Bisnis.com, JAKARTA –Paruh kedua 2020 menjadi awal berlakunya Perjanjian Kemitraan Ekonomi Komprehensif antara Indonesia dan Australia alias IA-CEPA.
Sepuluh tahun dibahas di meja perundingan, kesepakatan ini rampung pada masa yang dibutuhkan. Ia menjadi harapan sekaligus katalis kebangkitan ekonomi dua raksasa yang tengah berjibaku dengan Covid-19.
Menteri Perdagangan Agus Suparmanto dalam pernyataan resminya mengatakan, IA-CEPA akan memberi manfaat bagi eksportir Indonesia melalui penghapusan seluruh tarif bea masuk Australia. Dengan demikian, seluruh produk Indonesia yang masuk ke pasar Australia akan menikmati tarif 0 persen.
Agus menuturkan bahwa IA-CEPA disusun dengan konsep “Economic Powerhouse”, yakni kolaborasi antara Indonesia-Australia dengan memanfaatkan keunggulan negara masing-masing untuk menyasar pasar di kawasan atau di negara ketiga.
Konsep ini digadang-gadang dapat memfasilitasi kebutuhan bahan baku dengan harga kompetitif bagi industri dalam negeri.
“Covid-19 membuat hampir seluruh negara di dunia mengalami perlambatan pertumbuhan ekonomi, sehingga-IA CEPA dapat dijadikan momentum dan dorongan untuk menjaga kinerja perdagangan dan meningkatkan daya saing Indonesia,” papar Agus.
Baca Juga
Australia pun memiliki harapan serupa. Dalam keterangan resminya, Menteri Perdagangan Australia Simon Birmingham meyakini IA-CEPA bakal membawa peluang baru yang signifikan dalam perdagangan dan investasi bagi kedua negara.
Kemitraan komprehesif itu pun diharapkan menjadi bagian penting dalam strategi pasca-Covid.

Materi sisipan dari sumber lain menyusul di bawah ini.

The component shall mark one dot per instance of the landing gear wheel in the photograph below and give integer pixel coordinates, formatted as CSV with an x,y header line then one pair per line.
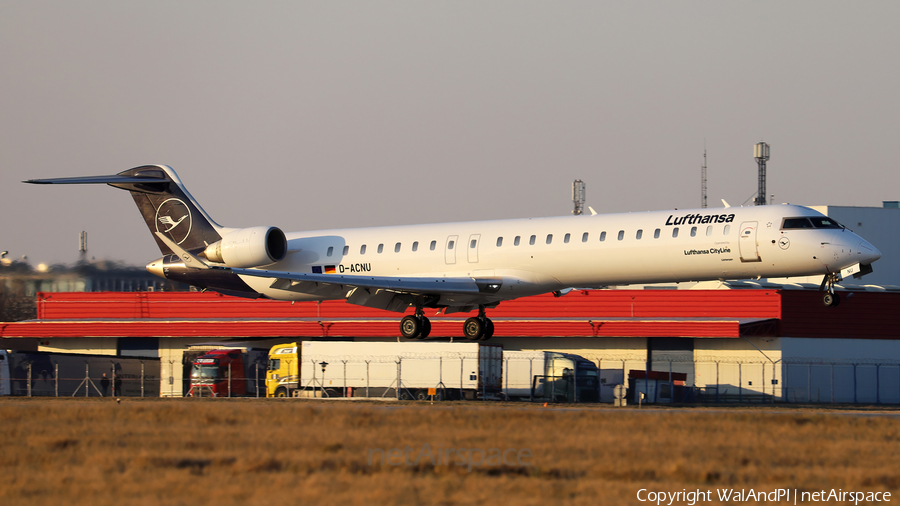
x,y
473,329
488,329
426,328
410,327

“Dimulainya IA-CEPA akan menjadi peluang utama untuk memulai ekonomi babak baru dengan salah satu tetangga terdekat kami dan kedepannya akan membantu mempererat kemitraan antara kedua negara kita,” kata Birmingham, dikutip dari keterangan resminya, Senin (6/7/2020).
Di bawah IA-CEPA, Australia bakal menghapus semua tarif impor Indonesia ke Australia. Termasuk untuk kendaraan bermotor listrik. Birmingham mengatakan Indonesia akan memiliki fleksibilitas terbaik di antara semua mitra dagang dalam menggunakan input impor.
Pasar otomotif Australia sejatinya telah lama masuk dalam radar ekspor Indonesia. Kebutuhan otomotif yang mencapai 1,4 juta unit dalam setahun dinilai bisa menjadi peluang bagi Indonesia, terutama sejak aktivitas produksi otomotif di Negeri Kanguru tumbang satu per satu sejak awal 2010. Kini pasokan otomotif Australia dipenuhi lewat impor dari negara-negara Asia dan Eropa.
Terlepas dari prospek ini, Ketua I Gabungan Industri Kendaraan Bermotor Indonesia (Gaikindo) Jongkie D. Sugiarto menilai penurunan tarif masuk ke Australia tak serta-merta dapat menjamin aktivitas ekspor ke Australia dapat dimulai.
Sebagai bagian dari rantai pasok global, Jongkie mengemukakan ekspor produk otomotif masih dikendalikan oleh kantor pusat masing-masing perusahaan.
“Jika ingin ekspor, kita harus mengimbau prinsipal untuk mulai mengekspor dari Indonesia,” ujar Jongkie.
Selain itu, dia mengatakan produsen otomotif di dalam negeri harus mulai menjajaki apakah produksi di dalam negeri telah sesuai dengan kebutuhan pasar Australia. Indonesia saat ini tercatat menyuplai pasar luar negeri dengan 18 model dan varian mobil.
Namun dengan pasar Australia yang mayoritas menggunakan sedan, Indonesia justru belum mengekspor model tersebut.
Selain otomotif, kayu dan turunannya juga menjadi kelompok produk yang ekspornya dapat terdampak kehadiran IA-CEPA.